Senescent cells cluster CTCF on nuclear speckles to sustain their splicing program [APEX-seq]

Senescence —the endpoint of replicative lifespan for normal cells— is established via a complex sequence of molecular events. One such event is the dramatic reorganization of CTCF into senescence-induced clusters (SICCs). However, the molecular determinants, genomic consequences, and functional purpose of SICCs remained unknown. Here, we combine functional assays, super-resolution imaging, and 3D genomics with computational modelling to dissect SICC emergence. We establish that the competition between CTCF-bound and non-bound loci dictates clustering propensity. Upon senescence entry, cells repurpose SRRM2 —a key component of nuclear speckles— and BANF1 —a ‘molecular glue’ for chromosomes— to cluster CTCF and rewire genome architecture. This CTCF-centric reorganization in reference to nuclear speckles functionally sustains the senescence splicing program, as SICC disruption fully reverts alternative splicing patterns.

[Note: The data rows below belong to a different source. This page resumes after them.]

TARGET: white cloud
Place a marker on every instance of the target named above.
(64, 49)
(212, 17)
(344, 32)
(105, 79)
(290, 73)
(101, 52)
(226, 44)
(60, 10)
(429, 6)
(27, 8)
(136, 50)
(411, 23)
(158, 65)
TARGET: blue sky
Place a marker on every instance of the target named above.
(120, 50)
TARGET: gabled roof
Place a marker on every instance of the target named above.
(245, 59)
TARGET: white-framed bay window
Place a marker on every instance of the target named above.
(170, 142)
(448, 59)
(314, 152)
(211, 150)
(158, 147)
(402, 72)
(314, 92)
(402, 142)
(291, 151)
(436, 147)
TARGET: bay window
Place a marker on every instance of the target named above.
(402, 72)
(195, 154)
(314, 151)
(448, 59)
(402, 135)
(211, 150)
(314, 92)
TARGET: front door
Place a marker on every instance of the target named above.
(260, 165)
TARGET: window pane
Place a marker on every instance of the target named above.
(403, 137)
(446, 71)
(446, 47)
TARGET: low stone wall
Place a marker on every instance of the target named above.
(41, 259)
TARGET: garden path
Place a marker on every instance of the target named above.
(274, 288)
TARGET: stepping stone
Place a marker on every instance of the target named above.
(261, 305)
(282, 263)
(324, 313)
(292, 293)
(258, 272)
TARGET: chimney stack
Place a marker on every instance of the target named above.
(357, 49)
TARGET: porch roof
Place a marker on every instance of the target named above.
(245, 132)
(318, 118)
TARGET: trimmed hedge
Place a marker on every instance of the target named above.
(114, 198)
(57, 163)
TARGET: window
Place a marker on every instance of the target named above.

We therefore uncover a new paradigm, whereby cells translate changes in nuclear biochemistry into architectural changes directing splicing choices so as to commit to the fate of senescence. Human lung fibroblasts (IMR90S) were cultured under two distinct conditions. One group was maintained in confluency (2*106 cells per 15 cm plate) using standard medium (MEM supplemented with 5% FBS, 1% NEAA, and 1% Pen/Strep). The other group was also grown in confluency (2*106 cells per 15 cm plate), in the same medium further supplemented with ICM to induce senescent phenotype. After mild fixation with 1% paraformaldehyde (PFA), the cells were scraped, centrifuged, and counted. Aliquots containing pellet of 1×106 cells per sample were then prepared and froze at -80°C. Pellets were then processed for RNA And DNA Interacting Complexes Ligation and Sequencing (RADICL-seq) to investigate possible changes between proliferating and ICM-treated IMR90S in terms of the interactions between RNA molecules and the genomic regions with which they associate.